Truckloads of tourists are expected to head to Tohoku during the first weekend of September to witness the annual kokeshi festival.
Kokeshi are traditional Japanese dolls that are handmade from wood. The doll’s head is enlarged in comparison to its torso and a few thin lines are included to define its facial features. The body of the doll is typically cylindrical in shape, and has a floral design painted in red, black and sometimes yellow, and covered with a layer of wax. A defining characteristic of the dolls is their complete lack of arms or legs.
Kokeshi are believed to have first appeared some time around the middle of the Edo period (1600-1868). The dolls were originally sold as souvenirs by artisans located in Shinchi, Miyagi prefecture, before spreading to other hot spring areas in the Tohoku region.
Traditional kokeshi dolls (dento) have distinctive characteristics connecting them to their specific region of origin, and these days dolls generally fall within one of 11 categories: Tsuchiyu, Togatta, Yajiro, Naruko, Sakunami, Yamagata, Kijiyama, Nanbu, Tsugaru, Zao-takayu and Hijioro.
The Naruko variety from Miyagi prefecture is the most common, and dolls bearing these unique features can be found in surrounding prefectures such as Akita, Iwate and Yamagata. Indeed, the main street of Naruko Onsen is known as Kokeshi Street and has shops that are operated directly by Kokeshi carvers.
Creative Kokeshi dolls (shingata) allow the artist complete freedom in terms of shape, design and color, and were developed after World War II. They are not particular to a specific region of Japan and generally creative kokeshi artists can be found in most urban areas.

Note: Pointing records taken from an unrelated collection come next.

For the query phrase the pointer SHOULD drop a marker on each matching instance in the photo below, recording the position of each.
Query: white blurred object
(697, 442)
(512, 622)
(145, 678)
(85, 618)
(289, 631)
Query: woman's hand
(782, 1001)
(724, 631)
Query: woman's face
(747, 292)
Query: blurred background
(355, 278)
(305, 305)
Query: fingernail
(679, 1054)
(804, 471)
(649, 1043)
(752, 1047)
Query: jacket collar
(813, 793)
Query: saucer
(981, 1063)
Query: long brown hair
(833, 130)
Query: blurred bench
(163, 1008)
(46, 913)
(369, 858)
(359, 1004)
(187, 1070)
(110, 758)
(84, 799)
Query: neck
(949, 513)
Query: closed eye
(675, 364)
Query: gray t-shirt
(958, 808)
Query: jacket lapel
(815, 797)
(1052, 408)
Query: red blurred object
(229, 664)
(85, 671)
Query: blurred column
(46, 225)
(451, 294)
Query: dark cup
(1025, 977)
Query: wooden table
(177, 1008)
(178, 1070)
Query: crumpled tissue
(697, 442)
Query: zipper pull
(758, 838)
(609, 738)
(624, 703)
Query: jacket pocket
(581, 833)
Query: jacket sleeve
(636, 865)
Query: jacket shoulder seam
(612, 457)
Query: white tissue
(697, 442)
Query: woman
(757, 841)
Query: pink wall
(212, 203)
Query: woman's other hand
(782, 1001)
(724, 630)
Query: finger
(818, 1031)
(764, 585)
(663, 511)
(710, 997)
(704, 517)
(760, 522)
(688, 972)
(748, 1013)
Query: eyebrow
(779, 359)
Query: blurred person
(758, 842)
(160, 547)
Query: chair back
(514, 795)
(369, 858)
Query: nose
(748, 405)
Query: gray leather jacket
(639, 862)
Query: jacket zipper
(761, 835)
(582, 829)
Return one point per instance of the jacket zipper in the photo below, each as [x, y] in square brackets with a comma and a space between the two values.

The woods used for kokeshi dolls vary, with cherry used to emphasize darkness and dogwood used to create for a softer finish. Itaya-kaede, a Japanese maple, is also used. In the creation of both traditional and creative dolls, the wood is left outdoors to season for one to five years before it is used.
Antique kokeshi dolls are very valuable, and some varieties have sold for as much as ´100,000.
In the northern part of Japan a newborn baby is often given a kokeshi doll at birth. In this case, the height of the doll will be equal to the length of the baby.